6:09am sitting at my dining table. We only have today. This moment. Last night I truly embraced the moment. I wasn’t thinking far ahead or dwelling on the past. I was enjoying the evening. What will come will come. On the walk this morning I realize when I go back to see my daughter that is me living in Dana Point. I don’t have to say I left. Or I failed. Or moved. In that moment I am home.
Month: May 2021
Television
6:02pm my tv is now set up almost three months after moving in. I feel more settled. Less transient.
Success
7:14am I no longer believe I have the tools for success. By success I mean generate business, revenue, sales. WAIT- that is not true. I can’t magically produce success on my own. I have been a part of successful teams before. I am committed. I am passionate and present. I worry I will be punished or fired because I cannot turn the ship. I am sick of worry.
Stone pillow
“…within ourselves there are voices by night which are not heard by day…The guilt of past days and night stands up and begins to speak to us. And our pillow becomes a stone on which we can find no rest.” Helmut Thielicke, out of the depths, pg 60
Energy
5:36am where is the energy for success? A woman I knew back in Orange County opened a home care business. Private pay. She didn’t want to open a home care business. She was starting a home health company. the process was slow. in the interim she opened the home care. Her business grew quickly. It was easy to see why. feel why. Her energy was gravitational. She wasn’t a marketer. She wasn’t a businesswoman. She was a nurse.

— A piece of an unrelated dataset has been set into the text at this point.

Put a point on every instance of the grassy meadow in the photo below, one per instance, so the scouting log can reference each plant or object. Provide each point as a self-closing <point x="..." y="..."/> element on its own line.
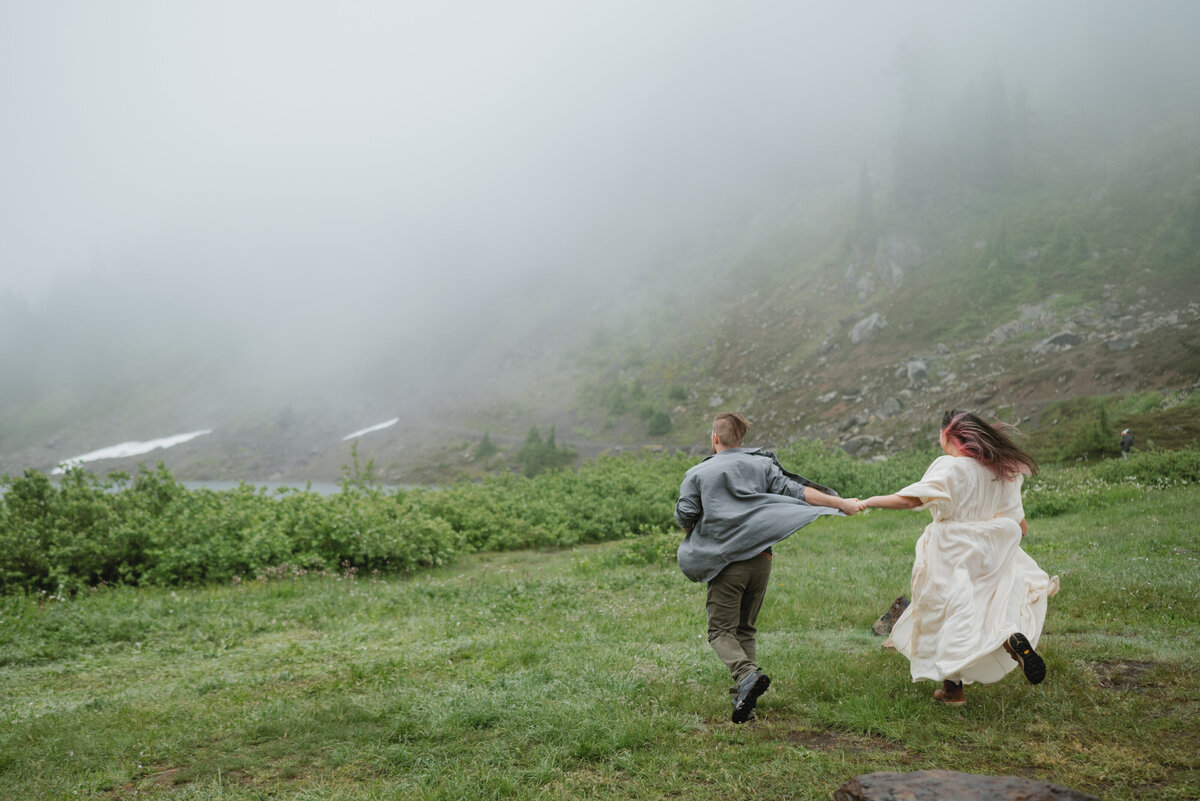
<point x="583" y="673"/>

I work with another woman who is the same way. She instinctively finds success. she isn’t driven by money. She isn’t a salesperson. Her actions simply add up to what most people try to achieve and fail.
I have worked with a number of people that have that ability. I am envious of them. I can see the playing field laid out for me. I can see multiple paths to success. Yet when it comes time for action I fail. I get many jobs that are numbers focused. Like sales. I am not good at purely driving numbers like my friend in Orange County or my employee. I wish I was. I got many jobs because people thought I was. But I was mostly good at selling myself. In operations I have more possibilities. I can make numbers in ways other than straight growth. I can manage expenses. Control costs. I am not an all star salesperson but I can be an all star operator.
Write
7:13pm I want to write but I don’t want to feel sorry for myself. I want to grow. Thrive.
Step up
10:02am when I am challenged I step up.
Disclaimer: in the past I gave up. My energy has changed
Phoenix
5:15am I haven’t been in Phoenix three months. My mind is relaxed. My energy is wide open and flowing.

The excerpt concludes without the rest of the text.